Hoy me ha saltado la alarma a las cinco de la mañana y no he sabido qué hacer con las diecinueve horas restantes que tiene el día. Amanecer temprano es cosa de las nubes, los pajarillos y las odiseas. No tengo una excusa para lo que, al fin y al cabo, me sostiene cuando creo mantenerme en pie. Hace muchísimo tiempo que la quiero y me dice que la quiera aún más, pero luego le suelto que no puedo hacerlo más fuerte y me siento vulnerable y traidor: siempre consigo hacerlo mejor.
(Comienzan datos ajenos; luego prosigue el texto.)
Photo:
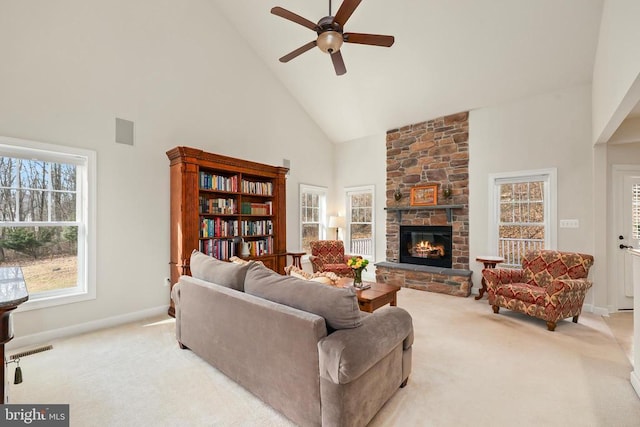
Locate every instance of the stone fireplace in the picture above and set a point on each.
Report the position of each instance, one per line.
(426, 245)
(435, 152)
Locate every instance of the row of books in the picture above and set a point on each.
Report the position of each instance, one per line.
(217, 227)
(221, 249)
(261, 188)
(249, 208)
(256, 228)
(210, 181)
(217, 206)
(261, 247)
(225, 248)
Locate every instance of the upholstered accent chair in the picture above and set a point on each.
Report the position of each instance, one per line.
(551, 285)
(328, 255)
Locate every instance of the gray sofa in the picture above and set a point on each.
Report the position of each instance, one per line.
(302, 347)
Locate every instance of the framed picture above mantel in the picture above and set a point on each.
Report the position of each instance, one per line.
(424, 195)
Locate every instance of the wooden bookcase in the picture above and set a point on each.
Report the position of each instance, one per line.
(215, 199)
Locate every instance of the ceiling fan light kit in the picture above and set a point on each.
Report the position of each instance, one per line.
(329, 41)
(331, 35)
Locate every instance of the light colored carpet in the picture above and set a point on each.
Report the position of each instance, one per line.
(621, 325)
(470, 368)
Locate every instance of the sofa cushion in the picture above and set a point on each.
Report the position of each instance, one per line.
(228, 274)
(326, 277)
(338, 306)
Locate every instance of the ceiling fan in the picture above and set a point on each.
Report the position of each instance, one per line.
(331, 35)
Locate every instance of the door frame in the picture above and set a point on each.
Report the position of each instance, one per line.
(618, 174)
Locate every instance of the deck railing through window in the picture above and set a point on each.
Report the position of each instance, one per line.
(361, 247)
(513, 249)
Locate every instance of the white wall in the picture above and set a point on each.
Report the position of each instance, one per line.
(363, 162)
(616, 73)
(546, 131)
(176, 69)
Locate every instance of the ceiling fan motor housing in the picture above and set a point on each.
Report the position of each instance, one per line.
(330, 37)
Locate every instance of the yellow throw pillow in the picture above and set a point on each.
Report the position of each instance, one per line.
(328, 278)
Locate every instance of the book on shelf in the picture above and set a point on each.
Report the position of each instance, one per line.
(217, 206)
(260, 188)
(209, 181)
(218, 227)
(256, 228)
(251, 208)
(261, 247)
(220, 249)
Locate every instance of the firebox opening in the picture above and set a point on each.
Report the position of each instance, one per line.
(426, 245)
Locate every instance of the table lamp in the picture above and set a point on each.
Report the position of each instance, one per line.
(337, 222)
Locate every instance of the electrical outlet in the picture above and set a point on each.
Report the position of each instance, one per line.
(569, 223)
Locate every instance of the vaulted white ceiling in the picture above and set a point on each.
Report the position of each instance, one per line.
(448, 56)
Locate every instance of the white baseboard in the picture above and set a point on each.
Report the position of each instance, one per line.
(635, 381)
(600, 311)
(46, 336)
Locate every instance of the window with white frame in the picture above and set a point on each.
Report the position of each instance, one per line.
(45, 206)
(524, 213)
(313, 205)
(360, 221)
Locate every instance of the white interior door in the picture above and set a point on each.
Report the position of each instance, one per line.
(628, 233)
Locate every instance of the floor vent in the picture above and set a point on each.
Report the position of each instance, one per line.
(30, 352)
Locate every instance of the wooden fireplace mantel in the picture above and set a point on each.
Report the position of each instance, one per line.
(401, 209)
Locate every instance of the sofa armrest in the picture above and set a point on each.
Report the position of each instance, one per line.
(499, 276)
(316, 263)
(348, 353)
(568, 285)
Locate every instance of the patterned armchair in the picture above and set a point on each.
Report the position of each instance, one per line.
(551, 285)
(328, 255)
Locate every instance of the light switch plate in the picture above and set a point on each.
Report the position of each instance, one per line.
(569, 223)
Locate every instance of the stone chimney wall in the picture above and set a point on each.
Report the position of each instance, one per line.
(431, 152)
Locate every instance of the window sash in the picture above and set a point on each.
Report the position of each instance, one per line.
(360, 216)
(312, 213)
(512, 248)
(83, 161)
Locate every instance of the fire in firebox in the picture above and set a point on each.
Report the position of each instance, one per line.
(425, 249)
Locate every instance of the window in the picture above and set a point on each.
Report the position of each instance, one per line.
(524, 213)
(360, 224)
(635, 211)
(45, 205)
(313, 202)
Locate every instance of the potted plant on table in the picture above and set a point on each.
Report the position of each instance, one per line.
(357, 264)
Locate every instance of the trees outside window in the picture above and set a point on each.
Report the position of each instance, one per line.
(44, 213)
(524, 213)
(360, 221)
(313, 202)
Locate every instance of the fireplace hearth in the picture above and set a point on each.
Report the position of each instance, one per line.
(426, 245)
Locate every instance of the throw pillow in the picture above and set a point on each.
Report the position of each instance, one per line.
(326, 277)
(338, 306)
(221, 273)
¿Dónde está el límite que engloba al amor físico, abrazando al espiritual y formando una nebulosa con lo mortífero y astral? ¿A dónde van esas ráfagas de conciencia y lealtad que juramos un día y a día de hoy seguimos conservando? Parece ser que lo que un día cosechas dura para toda la vida, pero eso es porque la entrega es más grande que la recogida. Una vez me dijeron: no siembres donde sabes que no vas a recoger nada. Y os diré una cosa: tengo más cosas conseguidas que por conseguir. Mientras pueda seguir escribiendo tendré vidas suficientes como para daros otra cara de esa moneda con la que pagáis los fraudes.
Cuando una persona hace hincapié en mantener lo que a vuelo raso se ha presentado, con la lejanía que un ser proporciona al sentir ganas de estar cerca de otro, no sabe hacer más magia que la que ha depositado ya en el mundo. Porque puede que la Tierra sea un planeta de personas de todo tipo, donde reinan las que mejor juegan sus cartas y les siguen aquellas que saben no entrar en cualquier juego. Desde que aprendí a jugar aborrecí las partidas.
Y ahora me quedo con todo lo que avisa para no traicionar a los mayores, a los de arriba. Porque si algún día me diese por mirar hacia allí, no les quedaría más remedio que alegrarse de que yo esté debajo. Y así va un poco todo: ser el colchón que otra persona necesita cuando más lo necesita. Porque después, cuando esa persona toque el suelo, se va a acordar siempre de lo cómodo que es un recipiente cuando quiere.